Ночь была вьюжная, беззвездная. Гудели сосны, вихристый, взлохмаченный ветер выл и плакал, и нигде не видно сторожевых огней.

Зыков слег.

В бреду вскакивал с постели, кричал, чтоб горнист играл сбор: красные соединились с белыми, идут сюда, брать Зыкова. Иннокентьевна сбилась с ног: натирала мужа редечным соком, накидывала на голову древний плат от древнего Спасова образа.

В дом входили партизаны, шопотом разговаривали с Иннокентьевной, качали головами, уходили, совещались у костров, как бы не умер Зыков, что делать тогда, куда итти?

На четвертый день Зыков оправился.

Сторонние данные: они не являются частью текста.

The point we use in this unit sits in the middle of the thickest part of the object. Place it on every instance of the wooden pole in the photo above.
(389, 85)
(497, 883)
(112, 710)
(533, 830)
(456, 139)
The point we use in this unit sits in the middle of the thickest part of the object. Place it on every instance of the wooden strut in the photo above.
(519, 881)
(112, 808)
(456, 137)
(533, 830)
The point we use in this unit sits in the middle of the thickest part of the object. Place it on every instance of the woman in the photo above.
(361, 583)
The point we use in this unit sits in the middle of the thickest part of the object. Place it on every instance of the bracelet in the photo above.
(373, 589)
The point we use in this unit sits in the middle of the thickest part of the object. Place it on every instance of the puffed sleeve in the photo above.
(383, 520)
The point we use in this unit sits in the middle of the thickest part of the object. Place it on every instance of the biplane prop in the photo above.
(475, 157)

Он запер на замок моленную, ключ положил в карман и вечером, пред закатом солнца, пошел на погост, постоял в раздумьи, без шапки, над могилой отца. Молиться не хотелось, могила казалась чужой, враждебной.

Солнце светило по-весеннему, снег слепил глаза, Зыков щурился, косясь на черные кресты погоста.

И, проезжая среди полуразрушенных улиц, дядя Тани, Афанасий Николаевич Перепреев тоже косился на черные кресты обгорелых церквей и колоколен.

При встрече плакали радостно, жутко, сиротливо. Всем семейством ходили на кладбище, молились могиле под широким деревянным крестом с врезанной в середку иконой Николая Чудотворца. Отец Петр служил панихиду. Неутешней всех была мать Тани: подкосились ноги, упала в снег.